This introductory guide to the critical care environment describes the ICU and the caregivers who staff it; the patients and how they are admitted, monitored, and treated; and some of the common life-support equipment. It includes a strategy for presenting your patient to your team and prepares you for the ethical issues that might confront you in the ICU. The guide also describes some of the career paths that culminate in leadership positions in critical care medicine.
ICU TYPES ICU種類
The hospital you are in today is different from the hospital your attending physician claimed as his or her environment. Lengths of stay are down, patient acuity is rising, and critical care units are proliferating. Although the health care system is changing, hospitals will always need an area to care for their sickest patients--a critical care center. The need for these units is growing as patients at all extremes of life―the most premature infants, adults with cardiovascular disease, the severely injured―are growing, both in absolute numbers and in proportion to the general population. Citizens of developed nations around the world are living--and staying active--into the ninth and tenth decades of life. When they become ill, they often require aggressive intervention to stabilize their delicate physiologic balance so they can heal.

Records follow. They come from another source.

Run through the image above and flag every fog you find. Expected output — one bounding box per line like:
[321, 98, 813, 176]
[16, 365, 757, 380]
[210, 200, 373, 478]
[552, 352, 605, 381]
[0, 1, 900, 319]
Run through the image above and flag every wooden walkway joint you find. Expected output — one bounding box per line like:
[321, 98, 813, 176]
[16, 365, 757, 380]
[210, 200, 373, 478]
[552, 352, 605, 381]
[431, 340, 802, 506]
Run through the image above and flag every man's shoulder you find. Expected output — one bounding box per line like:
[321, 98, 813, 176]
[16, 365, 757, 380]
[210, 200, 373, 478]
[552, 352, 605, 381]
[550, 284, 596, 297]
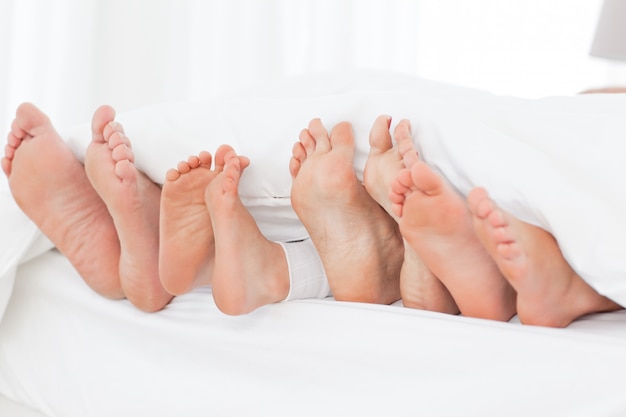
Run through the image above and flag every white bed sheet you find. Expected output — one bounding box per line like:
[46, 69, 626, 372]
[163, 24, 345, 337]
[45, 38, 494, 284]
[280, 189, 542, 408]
[0, 70, 626, 417]
[0, 251, 626, 417]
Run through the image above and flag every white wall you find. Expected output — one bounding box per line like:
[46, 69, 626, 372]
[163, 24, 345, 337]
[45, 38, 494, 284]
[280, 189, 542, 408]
[0, 0, 626, 136]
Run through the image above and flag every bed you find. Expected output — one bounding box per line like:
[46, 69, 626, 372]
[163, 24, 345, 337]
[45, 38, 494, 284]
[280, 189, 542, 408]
[0, 72, 626, 417]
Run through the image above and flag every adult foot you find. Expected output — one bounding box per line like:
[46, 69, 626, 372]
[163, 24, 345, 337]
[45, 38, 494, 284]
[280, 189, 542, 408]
[290, 119, 404, 304]
[2, 103, 123, 298]
[205, 150, 290, 315]
[363, 116, 459, 314]
[85, 106, 172, 311]
[159, 145, 249, 295]
[390, 132, 515, 320]
[468, 188, 622, 327]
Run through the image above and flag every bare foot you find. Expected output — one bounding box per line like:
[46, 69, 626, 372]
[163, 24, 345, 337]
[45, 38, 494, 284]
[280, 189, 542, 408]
[2, 103, 124, 298]
[290, 119, 404, 304]
[363, 116, 459, 314]
[159, 145, 249, 295]
[205, 151, 290, 315]
[390, 132, 515, 320]
[468, 188, 622, 327]
[85, 106, 172, 311]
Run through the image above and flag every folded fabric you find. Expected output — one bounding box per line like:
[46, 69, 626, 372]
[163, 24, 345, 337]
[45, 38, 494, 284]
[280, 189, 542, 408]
[0, 73, 626, 320]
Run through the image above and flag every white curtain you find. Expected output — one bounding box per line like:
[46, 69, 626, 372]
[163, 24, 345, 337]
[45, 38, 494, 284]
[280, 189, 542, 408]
[0, 0, 616, 136]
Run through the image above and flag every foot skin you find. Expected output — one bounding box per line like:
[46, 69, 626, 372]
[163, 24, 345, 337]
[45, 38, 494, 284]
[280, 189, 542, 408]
[468, 188, 622, 327]
[390, 132, 515, 321]
[363, 116, 459, 314]
[85, 106, 172, 311]
[205, 151, 290, 315]
[290, 119, 404, 304]
[2, 103, 124, 299]
[159, 145, 250, 295]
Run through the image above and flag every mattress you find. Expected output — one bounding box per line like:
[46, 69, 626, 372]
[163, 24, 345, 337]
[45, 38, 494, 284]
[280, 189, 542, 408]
[0, 251, 626, 417]
[0, 73, 626, 417]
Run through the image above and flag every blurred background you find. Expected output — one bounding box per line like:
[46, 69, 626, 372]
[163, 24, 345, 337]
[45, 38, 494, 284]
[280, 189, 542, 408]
[0, 0, 626, 135]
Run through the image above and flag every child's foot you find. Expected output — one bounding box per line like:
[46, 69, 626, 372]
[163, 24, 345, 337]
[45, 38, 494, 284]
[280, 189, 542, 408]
[205, 151, 290, 315]
[2, 103, 123, 298]
[159, 145, 249, 295]
[468, 188, 622, 327]
[85, 106, 172, 311]
[363, 116, 459, 314]
[390, 133, 515, 320]
[290, 119, 404, 304]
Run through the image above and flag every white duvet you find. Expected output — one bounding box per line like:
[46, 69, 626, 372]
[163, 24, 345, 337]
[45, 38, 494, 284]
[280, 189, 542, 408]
[0, 73, 626, 322]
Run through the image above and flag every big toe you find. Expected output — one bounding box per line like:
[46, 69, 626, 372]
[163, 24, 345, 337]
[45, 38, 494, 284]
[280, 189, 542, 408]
[369, 115, 393, 154]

The interventions required to manage life-threatening illnesses generally include both core supports--intensive nursing care and cardiopulmonary monitoring--as well as supports focused on the patient's particular illness. While nearly all ICUs are capable of providing a spectrum of care, many have developed a focused area of excellence: care of critically ill and injured children in the pediatric ICU (PICU); adult cardiac diseases in the coronary care unit (CCU); perioperative care, trauma care, and care of multiple organ dysfunction in the surgical ICU (SICU); care of neurological and neurosurgical patients in the neuroscience ICU; and so on. Many teaching hospitals also have graded critical care centers such as intermediate care units and telemetry units where patients who require more than ward care can benefit from specific monitoring and intervention.
The ICU Team ICU小組
The more things get busy, the more you will appreciate that each team member in the ICU has a specific role.
The team leader is a physician. Students typically are assigned to train in intensive care units where the team leader is an intensivist physician who has received advanced training in the art and science of critical care medicine. In North America, added qualifications in critical care medicine are obtained after board certification in a primary specialty such as pediatrics, internal medicine, surgery, or anesthesiology. Many countries have established critical care medicine as an independent specialty.

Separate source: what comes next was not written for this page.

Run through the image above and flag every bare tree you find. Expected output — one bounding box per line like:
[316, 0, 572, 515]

Irrespective of the training pathway, your team leader embraces the philosophy of critical care medicine, namely that a physician-led, multidisciplinary team can provide optimal care to the critically ill patient.
The term "multidisciplinary" refers not only to other physicians who may participate as consultants or coattendings in the ICU, but also to the other health care professionals who work side by side, around the clock in the ICU. The most numerous of these are the critical care nurses, many of whom also have advanced training and certification in critical care and are recognized as CCRNs. Some have achieved even greater recognition and responsibility. They are the acute care nurse practitioners and clinical nurse specialists who complement the physician staff in establishing plans, writing orders, and directing management. Physician assistants also provide care in the ICU.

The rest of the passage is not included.